Se em meu peito o amor não arde,
serei vento entre ruínas,
um sino perdido à tarde
gemendo em torres vazias.

Posso erguer da noite os véus,
decifrar estrelas frias,
conversar com os velhos rios
que atravessam as idades;
posso ao verbo das montanhas
ordenar: “Move-te, pedra!”
— sem amor, minhas façanhas
são poeira sobre a treva.

Ainda que eu dê aos pobres
o pão último da mesa,
e transforme a própria carne
em fogueira de beleza,
nada fica.
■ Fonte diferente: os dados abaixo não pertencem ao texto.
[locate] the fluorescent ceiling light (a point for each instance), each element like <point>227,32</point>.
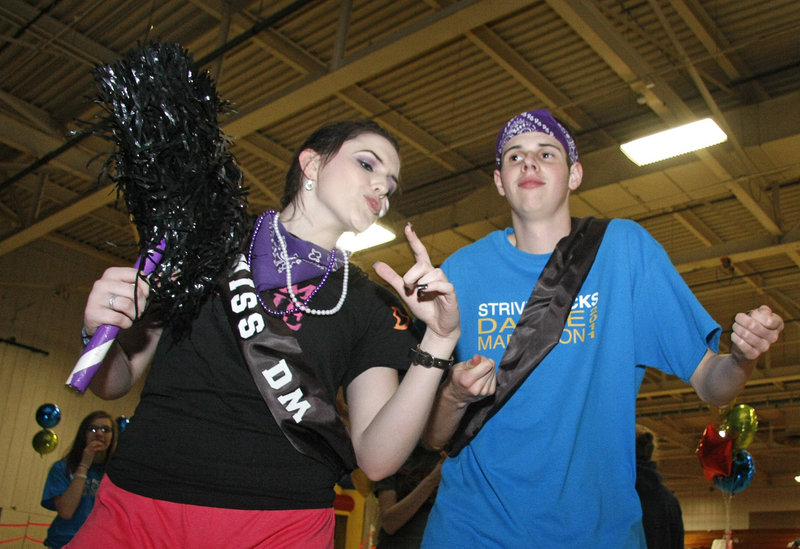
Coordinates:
<point>669,143</point>
<point>373,236</point>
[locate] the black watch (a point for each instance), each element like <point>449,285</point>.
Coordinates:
<point>418,356</point>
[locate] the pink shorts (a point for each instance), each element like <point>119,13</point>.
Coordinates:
<point>124,520</point>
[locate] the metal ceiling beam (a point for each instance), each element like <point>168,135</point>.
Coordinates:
<point>535,82</point>
<point>419,37</point>
<point>715,43</point>
<point>354,95</point>
<point>37,143</point>
<point>593,27</point>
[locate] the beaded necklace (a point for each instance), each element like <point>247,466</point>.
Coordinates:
<point>284,257</point>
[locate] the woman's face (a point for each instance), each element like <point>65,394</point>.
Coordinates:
<point>100,432</point>
<point>353,187</point>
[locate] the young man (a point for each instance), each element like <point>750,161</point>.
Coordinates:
<point>555,465</point>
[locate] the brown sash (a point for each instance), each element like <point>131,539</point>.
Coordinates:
<point>540,324</point>
<point>296,398</point>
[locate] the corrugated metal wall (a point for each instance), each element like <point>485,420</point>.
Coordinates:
<point>42,295</point>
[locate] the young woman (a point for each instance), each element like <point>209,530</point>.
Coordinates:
<point>236,441</point>
<point>73,481</point>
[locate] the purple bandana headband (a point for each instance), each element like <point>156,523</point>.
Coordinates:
<point>536,121</point>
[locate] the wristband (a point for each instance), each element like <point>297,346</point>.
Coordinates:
<point>418,356</point>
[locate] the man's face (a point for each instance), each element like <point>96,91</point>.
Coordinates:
<point>534,175</point>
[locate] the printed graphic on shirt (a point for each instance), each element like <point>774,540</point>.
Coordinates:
<point>497,321</point>
<point>282,301</point>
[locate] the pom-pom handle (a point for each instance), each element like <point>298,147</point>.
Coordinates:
<point>97,348</point>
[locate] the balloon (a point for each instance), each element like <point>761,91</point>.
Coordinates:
<point>45,441</point>
<point>714,453</point>
<point>742,471</point>
<point>48,416</point>
<point>122,423</point>
<point>741,425</point>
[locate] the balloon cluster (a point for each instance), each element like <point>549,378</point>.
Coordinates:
<point>723,451</point>
<point>47,416</point>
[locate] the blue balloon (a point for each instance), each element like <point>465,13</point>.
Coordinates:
<point>742,471</point>
<point>122,423</point>
<point>48,416</point>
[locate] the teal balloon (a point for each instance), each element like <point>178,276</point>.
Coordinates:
<point>45,441</point>
<point>48,416</point>
<point>741,424</point>
<point>742,471</point>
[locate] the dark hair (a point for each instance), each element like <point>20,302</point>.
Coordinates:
<point>645,444</point>
<point>75,453</point>
<point>326,141</point>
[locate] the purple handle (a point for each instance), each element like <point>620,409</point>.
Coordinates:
<point>95,351</point>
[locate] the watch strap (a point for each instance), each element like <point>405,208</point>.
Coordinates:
<point>418,356</point>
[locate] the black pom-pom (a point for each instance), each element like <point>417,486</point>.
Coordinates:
<point>171,163</point>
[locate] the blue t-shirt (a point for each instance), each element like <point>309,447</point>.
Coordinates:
<point>556,467</point>
<point>58,480</point>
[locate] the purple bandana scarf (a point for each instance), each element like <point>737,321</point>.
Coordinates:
<point>535,121</point>
<point>307,260</point>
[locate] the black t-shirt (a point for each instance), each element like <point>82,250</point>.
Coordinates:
<point>202,434</point>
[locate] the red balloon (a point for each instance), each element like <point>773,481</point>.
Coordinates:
<point>714,453</point>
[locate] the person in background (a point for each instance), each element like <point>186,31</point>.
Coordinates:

Tudo passa
como um barco sem memória,
se o amor não põe sua asa
sobre a cinza transitória.

O amor não traz espadas
nem coroas de vaidade;
anda humilde pelas casas
como a luz da tarde invade.

Tem o passo silencioso
das mães velando o sono,
e um perfume misterioso
de jardim depois do outono.

Ele sofre e não acusa.
Ele espera sem cansaço.
Quando o ódio ergue seus muros,
abre lírios pelo espaço.

Não recolhe as ofensas
como um rei juntando impostos;
faz das dores mais imensas
ponte branca entre os destroços.

Ama a verdade desnuda,
sem teatro e sem aplauso.
É água pura e profunda
sob a febre do cansaço.

Quando tudo cai no abismo
— impérios, nomes e glórias —
o amor permanece aceso
como um sol dentro da história.

Hoje vemos sombras turvas
no cristal das horas breves;
mas virá manhã mais lúcida
sobre os homens e seus medos.

E então, face contra face,
como rios no oceano,
todo enigma se desfaça
nas mãos claras do Eterno.

Ficam fé e esperança
como estrelas sobre o mundo;
mas o amor — ave imensa —
voa além do céu profundo.

Porque Deus, quando fez a alma
e acendeu seus firmamentos,
deu ao amor sua própria chama
para viver nos sentimentos... (Newton Jayme)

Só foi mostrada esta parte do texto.